The prospect of the U.S. supplying arms and other equipment to the MPS can help advance U.S.-Vietnam ties on two major fronts. In terms of weapons, the MPS does not need big-ticket items like the military does, and Vietnam is in a better position to buy small arms from the U.S., such as gear, drones, or robots, than pricey weapons such as the F-16s. As a country relying heavily on Soviet arms for both its military and police, Vietnam needs to become familiar with U.S. arms incrementally. Starting with small arms purchases for the police will be a necessary first step for Vietnam to get hands-on experience with U.S. arms. Importantly, buying a great number of small arms is in line with Vietnam’s people’s warfare doctrine. During the Chinese invasion of Vietnam in 1979, Vietnam relied on mobile guerilla units to defend its garrisons along the China-Vietnam border. The successful execution of a “porcupine strategy” calls not for the reliance on big-ticket military items but for good use of “anti-access” small arms.

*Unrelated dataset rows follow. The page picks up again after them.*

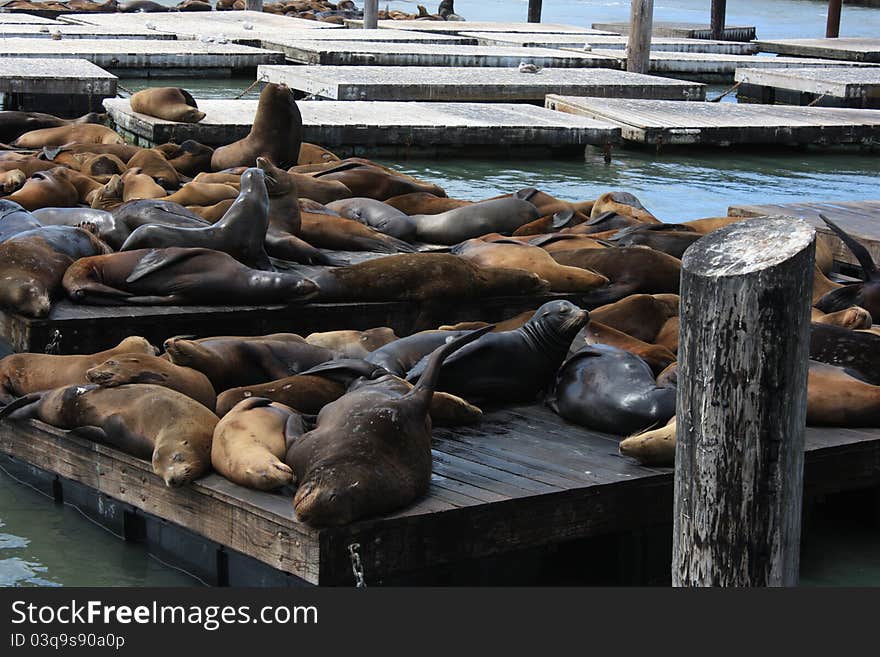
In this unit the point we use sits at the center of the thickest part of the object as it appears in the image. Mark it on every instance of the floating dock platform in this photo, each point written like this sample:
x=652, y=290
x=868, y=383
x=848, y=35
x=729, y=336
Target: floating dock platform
x=384, y=127
x=475, y=84
x=372, y=53
x=684, y=30
x=861, y=219
x=146, y=57
x=521, y=481
x=662, y=122
x=853, y=49
x=575, y=41
x=827, y=87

The political significance of those small arms deals cannot be underestimated. The U.S. equipping Vietnam’s police to help Hanoi maintain its internal security against “hostile forces” is a concrete signal that Washington respects the CPV’s domestic authority beyond recognizing CPV General Secretary Nguyen Phu Trong as the counterpart of U.S. President Joe Biden. It also demonstrates that the U.S. does not consider human rights a major impediment to U.S.-Vietnam ties despite the State Department’s annual human rights reports and some watchers expressing concerns for human rights if the U.S. sells arms to Vietnam’s police. Cooperation between the U.S. and Vietnamese law enforcements would also affirm the U.S. pledge to assist Hanoi crack down on terrorist organizations that Hanoi claimed to be based in the U.S., after the Dak Lak attacks in June 2023. Frequent dialogues between the U.S. and the MPS would be a step in the right direction.

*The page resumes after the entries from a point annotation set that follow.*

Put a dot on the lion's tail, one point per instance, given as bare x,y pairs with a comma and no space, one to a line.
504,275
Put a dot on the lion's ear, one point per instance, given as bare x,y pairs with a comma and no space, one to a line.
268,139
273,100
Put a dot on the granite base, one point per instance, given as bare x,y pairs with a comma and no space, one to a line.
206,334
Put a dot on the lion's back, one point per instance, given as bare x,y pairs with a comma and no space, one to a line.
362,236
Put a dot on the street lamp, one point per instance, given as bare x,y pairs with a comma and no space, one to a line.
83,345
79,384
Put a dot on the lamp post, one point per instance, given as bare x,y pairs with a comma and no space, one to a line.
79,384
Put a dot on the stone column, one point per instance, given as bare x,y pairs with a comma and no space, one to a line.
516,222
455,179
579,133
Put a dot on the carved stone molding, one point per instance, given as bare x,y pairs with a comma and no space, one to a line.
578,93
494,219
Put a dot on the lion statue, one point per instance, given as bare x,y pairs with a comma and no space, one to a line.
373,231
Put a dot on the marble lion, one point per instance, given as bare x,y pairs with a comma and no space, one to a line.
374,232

To be clear, China would likely react negatively to any arms deals between the U.S. and Vietnam, regardless of whether those arms are for the military or police. But the nature of the police as an internal security force would help Vietnam reassure China that those small arms sales would not be directed against China, especially when they are not suitable for fighting a hypothetical naval war. For Vietnam, buying small arms to equip the police would not attract as much unnecessary attention as buying F-16s to equip its military. Vietnam can cultivate defense ties with the U.S. with the least amount of Chinese skepticism.

Vietnam’s reliance on Russian arms imposes some degree of constraint on the kinds of arms it can procure from the United States. Still, that does not mean U.S.-Vietnam defense cooperation cannot move forward at all. U.S.-Vietnam defense cooperation will have to begin with small arms purchases and political dialogues between law enforcement agencies before big-ticket purchases between the militaries. This gradual diversification away from Russian arms will be better in line with Vietnam’s non-aligned foreign policy than Hanoi immediately buying U.S. big-ticket weapons. And from a political perspective, the U.S. can only improve relations with Vietnam if it can make the CPV feel safe at home by helping and respecting the Vietnamese police’s efforts to modernize its arsenal.